Schnee fällt auf die schwachen, schwarzen Rabenfedern unserer Milch.
Milch, die wir uns mit Honig versüßen.
wir sind nichts.
wir spucken große Töne über Dinge, die wir einfach nicht verstehen wollen
wir spucken Blut zurück in Krüge, aus denen wir nicht hätten trinken sollen
wir sterben, schmachten und hassen, aus Angst vor unserer selbst
am Ende wachen
Molch und Seekuh
und schwimmen in unserer verdorbenen Milch.
Der Teebeutel im Kakao des Archäologen
Anachronismen durchstreifen die Gegenwart
Wie Reif in den Fugen der Zeit
Wie ein Korn in den Speichen der Gleichgültigkeit
Wie Mohn in meinem Kaffee
Es sind Gleichnisse, die niemand wählt
Und Orte, die niemand nennt
Und Pfirsichmarmelade
Und Frühstücken sollten etwas bedeuten
Der Teebeutel im Kakao des Archäologen
bringt mich auf seltsame Nostalgien; –
Und wenn der Tag nie geendet hätte:
Wären wir noch immer dort, wo wir angeblich nie waren?

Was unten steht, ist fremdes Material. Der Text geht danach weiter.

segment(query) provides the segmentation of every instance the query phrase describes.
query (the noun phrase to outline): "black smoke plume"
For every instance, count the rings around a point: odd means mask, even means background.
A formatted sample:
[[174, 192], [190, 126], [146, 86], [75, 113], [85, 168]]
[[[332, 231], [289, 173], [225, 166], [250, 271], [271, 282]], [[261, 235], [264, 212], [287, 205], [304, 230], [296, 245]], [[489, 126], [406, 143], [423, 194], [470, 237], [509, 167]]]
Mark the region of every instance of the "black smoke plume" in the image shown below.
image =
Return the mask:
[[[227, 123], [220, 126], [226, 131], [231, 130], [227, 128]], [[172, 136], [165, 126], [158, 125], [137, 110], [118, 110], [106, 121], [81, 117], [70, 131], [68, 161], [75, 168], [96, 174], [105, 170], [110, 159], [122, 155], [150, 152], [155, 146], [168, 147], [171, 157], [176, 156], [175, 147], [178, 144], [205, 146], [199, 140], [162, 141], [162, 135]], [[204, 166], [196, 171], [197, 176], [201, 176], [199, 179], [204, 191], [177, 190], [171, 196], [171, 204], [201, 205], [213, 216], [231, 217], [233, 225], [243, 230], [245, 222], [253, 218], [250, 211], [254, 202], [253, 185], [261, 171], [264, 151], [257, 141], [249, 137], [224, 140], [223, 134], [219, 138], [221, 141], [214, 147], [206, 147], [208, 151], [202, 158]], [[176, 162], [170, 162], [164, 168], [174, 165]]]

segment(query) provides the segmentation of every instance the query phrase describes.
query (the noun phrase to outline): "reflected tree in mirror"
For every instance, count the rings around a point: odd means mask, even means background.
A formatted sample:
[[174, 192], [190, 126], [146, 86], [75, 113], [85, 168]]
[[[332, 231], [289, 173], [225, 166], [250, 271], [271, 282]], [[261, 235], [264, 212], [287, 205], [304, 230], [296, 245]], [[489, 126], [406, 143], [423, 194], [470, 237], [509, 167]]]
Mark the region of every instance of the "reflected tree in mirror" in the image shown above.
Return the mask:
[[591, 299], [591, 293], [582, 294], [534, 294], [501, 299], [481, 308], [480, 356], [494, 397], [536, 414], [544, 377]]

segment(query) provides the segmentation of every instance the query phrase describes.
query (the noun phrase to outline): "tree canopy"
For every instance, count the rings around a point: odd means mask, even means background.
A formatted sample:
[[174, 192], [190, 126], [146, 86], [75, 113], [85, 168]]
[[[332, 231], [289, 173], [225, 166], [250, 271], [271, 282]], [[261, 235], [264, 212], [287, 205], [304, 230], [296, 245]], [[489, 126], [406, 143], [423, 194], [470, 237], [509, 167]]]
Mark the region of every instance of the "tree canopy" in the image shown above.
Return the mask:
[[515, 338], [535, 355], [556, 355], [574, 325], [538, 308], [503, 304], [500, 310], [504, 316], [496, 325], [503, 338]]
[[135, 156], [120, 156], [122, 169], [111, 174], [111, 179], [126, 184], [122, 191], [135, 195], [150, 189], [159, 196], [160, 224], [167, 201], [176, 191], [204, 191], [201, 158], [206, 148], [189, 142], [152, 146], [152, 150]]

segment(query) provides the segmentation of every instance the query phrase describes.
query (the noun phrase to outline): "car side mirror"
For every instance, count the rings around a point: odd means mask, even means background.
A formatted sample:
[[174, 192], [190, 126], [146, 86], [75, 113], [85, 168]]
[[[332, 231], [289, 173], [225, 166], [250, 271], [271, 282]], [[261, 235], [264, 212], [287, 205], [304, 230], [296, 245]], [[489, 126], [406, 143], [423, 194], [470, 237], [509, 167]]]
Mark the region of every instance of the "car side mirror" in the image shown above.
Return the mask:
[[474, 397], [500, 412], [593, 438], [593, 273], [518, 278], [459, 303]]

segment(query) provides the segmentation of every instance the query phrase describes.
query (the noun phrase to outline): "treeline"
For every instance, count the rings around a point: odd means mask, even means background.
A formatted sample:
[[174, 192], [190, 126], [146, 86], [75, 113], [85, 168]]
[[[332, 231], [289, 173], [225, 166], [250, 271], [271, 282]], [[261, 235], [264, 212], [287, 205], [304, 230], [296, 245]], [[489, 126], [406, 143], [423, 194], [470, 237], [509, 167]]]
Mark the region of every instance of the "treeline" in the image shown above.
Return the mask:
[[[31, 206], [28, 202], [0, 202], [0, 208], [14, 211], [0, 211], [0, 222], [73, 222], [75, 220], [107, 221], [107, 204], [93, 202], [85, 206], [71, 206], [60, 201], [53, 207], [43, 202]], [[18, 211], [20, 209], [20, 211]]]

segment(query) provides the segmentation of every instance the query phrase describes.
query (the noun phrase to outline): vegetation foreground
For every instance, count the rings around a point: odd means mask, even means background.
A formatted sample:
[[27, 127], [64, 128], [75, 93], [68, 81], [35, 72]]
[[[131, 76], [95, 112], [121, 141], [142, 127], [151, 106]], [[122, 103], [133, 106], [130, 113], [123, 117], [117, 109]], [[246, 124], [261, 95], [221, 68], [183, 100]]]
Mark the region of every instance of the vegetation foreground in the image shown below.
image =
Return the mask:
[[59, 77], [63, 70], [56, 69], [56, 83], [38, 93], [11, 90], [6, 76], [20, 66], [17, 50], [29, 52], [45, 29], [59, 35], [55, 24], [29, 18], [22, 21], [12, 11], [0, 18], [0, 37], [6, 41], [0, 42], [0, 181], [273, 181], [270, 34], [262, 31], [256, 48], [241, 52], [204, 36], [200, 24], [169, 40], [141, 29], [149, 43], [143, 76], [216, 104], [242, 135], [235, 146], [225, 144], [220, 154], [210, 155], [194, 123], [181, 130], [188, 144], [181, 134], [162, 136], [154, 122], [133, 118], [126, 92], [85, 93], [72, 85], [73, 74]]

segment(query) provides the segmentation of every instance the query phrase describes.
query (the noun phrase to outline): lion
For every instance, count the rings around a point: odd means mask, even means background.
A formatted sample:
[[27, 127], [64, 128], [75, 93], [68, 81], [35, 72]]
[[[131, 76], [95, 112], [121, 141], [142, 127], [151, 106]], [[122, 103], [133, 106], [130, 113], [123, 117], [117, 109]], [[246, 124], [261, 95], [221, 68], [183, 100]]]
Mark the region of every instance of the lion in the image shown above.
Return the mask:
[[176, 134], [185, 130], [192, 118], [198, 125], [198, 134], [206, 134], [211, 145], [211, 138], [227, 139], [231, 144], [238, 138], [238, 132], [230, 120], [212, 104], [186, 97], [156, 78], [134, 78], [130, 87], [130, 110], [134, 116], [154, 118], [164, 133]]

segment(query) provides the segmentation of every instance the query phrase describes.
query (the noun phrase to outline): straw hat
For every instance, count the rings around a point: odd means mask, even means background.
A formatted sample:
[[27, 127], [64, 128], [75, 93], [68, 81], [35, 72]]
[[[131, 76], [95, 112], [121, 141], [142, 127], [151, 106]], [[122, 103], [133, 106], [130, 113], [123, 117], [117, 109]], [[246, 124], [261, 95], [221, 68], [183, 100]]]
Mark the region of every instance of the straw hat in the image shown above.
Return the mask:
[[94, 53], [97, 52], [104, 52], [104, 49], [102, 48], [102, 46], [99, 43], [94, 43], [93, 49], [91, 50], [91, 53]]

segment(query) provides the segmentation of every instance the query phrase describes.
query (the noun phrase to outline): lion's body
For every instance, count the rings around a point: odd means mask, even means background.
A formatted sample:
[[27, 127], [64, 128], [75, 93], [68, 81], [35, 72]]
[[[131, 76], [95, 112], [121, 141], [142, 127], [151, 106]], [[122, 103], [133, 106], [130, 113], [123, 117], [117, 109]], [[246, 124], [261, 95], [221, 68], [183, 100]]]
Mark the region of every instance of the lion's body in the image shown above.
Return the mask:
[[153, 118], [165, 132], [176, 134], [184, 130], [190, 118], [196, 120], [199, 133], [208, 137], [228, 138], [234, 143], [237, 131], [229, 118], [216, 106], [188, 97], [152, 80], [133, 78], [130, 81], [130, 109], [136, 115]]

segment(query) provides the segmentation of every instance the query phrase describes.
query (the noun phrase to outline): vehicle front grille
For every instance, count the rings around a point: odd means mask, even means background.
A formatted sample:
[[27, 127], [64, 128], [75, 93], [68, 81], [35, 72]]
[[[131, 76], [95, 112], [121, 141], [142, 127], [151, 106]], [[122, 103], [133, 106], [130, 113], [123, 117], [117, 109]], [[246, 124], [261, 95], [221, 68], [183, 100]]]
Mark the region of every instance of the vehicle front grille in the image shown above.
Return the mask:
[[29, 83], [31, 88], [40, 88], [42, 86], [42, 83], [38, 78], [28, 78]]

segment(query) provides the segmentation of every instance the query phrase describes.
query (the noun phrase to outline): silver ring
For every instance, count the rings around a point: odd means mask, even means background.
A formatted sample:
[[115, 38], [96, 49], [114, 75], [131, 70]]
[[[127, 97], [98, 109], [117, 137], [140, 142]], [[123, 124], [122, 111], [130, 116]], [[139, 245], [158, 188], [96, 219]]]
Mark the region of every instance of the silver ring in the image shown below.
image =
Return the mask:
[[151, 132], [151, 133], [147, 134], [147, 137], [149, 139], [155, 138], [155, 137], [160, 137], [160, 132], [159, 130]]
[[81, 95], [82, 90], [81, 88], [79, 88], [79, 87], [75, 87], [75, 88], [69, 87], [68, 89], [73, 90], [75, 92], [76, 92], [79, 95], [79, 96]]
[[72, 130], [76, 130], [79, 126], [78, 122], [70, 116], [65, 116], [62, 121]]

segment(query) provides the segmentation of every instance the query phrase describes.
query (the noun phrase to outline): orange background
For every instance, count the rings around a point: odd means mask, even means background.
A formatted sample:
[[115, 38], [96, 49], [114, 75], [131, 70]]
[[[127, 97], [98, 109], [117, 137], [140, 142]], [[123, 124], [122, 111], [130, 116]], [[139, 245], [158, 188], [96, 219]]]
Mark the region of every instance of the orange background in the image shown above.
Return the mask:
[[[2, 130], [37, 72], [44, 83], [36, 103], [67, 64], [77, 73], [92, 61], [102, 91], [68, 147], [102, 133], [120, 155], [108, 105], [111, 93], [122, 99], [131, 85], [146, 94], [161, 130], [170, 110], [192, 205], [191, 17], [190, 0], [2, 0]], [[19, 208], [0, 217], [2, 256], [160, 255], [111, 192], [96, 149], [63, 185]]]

Wäre die Enttäuschung geringer?
Strände mit Schilf auf echtem Glanzpapier
Sind alle Realität, die wir kriegen können
Am Ende sind wir Vagabunden vor Bahngeleisen
Die vergessen haben zu seufzen
Die Weintrauben stehlen, um fremd zu bleiben
Beim Bäumchen-wechsel-dich-Spiel muss einer immer in der Mitte stehen.
Abendweise
Der Weise Name ist Gespalten
auf halben Weg zieht
sie vorbei
Mir scheint, als ob nur sie gespalten
und alles andere: ganz und frei
und nimmer da sind Klang und Melodei
mir
singen ihre Düfte dann und wann
wie gefangen sie ist, in ihrem Kleid
Bald bin ich frei, sind ihre Worte
bald ganz, bald bin ich dein
tatsächlich sind die Worte Worte
ich hör’ sie noch und bin allein
mit ihren Illusionen von jener Sorte
als dass nicht zu wählen ich vermag, was schwammig und was rein
Kühl, im Nachthemd umfängt mich ihr Schein
und allen Worten müssen Taten folgen
Bald bin ich ganz, bald bin ich dein.